Делили поровну, ели быстро – чтобы не спалиться.
– А это чего? – не сразу понял Бреус, обнаружив на дне пачку презервативов.
Ципруш выхватил и спрятал в наружный карман хэбэшки. Весь красный и зелёный.
– Ты кого тут собрался? – хохотали солдаты. – Тебе зачем?
– Это брат, – оправдывался Ципруш, – шуточки за двести.
Колбаса и без хлеба улетела быстро – ничего не осталось от домашнего подгона за каких-то полчаса.
Дневальный дал команду строиться. Повылетали на взлётку, запах гражданской еды кинулся вслед.
Сержант Горбенко от нечего делать проверял внешний вид. Смотрел чистоту подшивы, черноту берцев.
– Кантик почему не бритый?
Рядовой Манвелян бросил виновато, что не успел.
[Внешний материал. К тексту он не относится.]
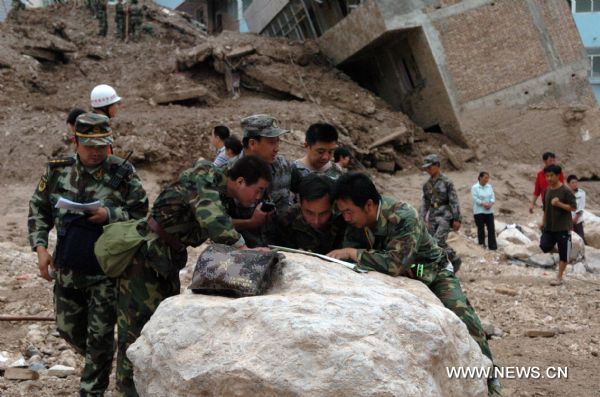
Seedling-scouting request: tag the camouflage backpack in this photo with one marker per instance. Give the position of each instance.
(223, 270)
И плечами дёрнул, подтвердив собственную беспомощность.
– А пожрать ты успел? – накинулся Горбенко. – Колбаса где?
С сержантом не поделились, не вспомнили даже. Захавали, как суки, честное слово. А того не проведёшь – всевидящий и всезнающий. Настоящий, короче.
Наказать – святое дело. Форма одежды номер пять. Пять километров по лесополосе. Бежали строем, дышали через одного. Бреус отставал, Манвелян говорил, что сдохнет.
– До блевоты будем! – не шутил Горбенко. – Чтобы знали!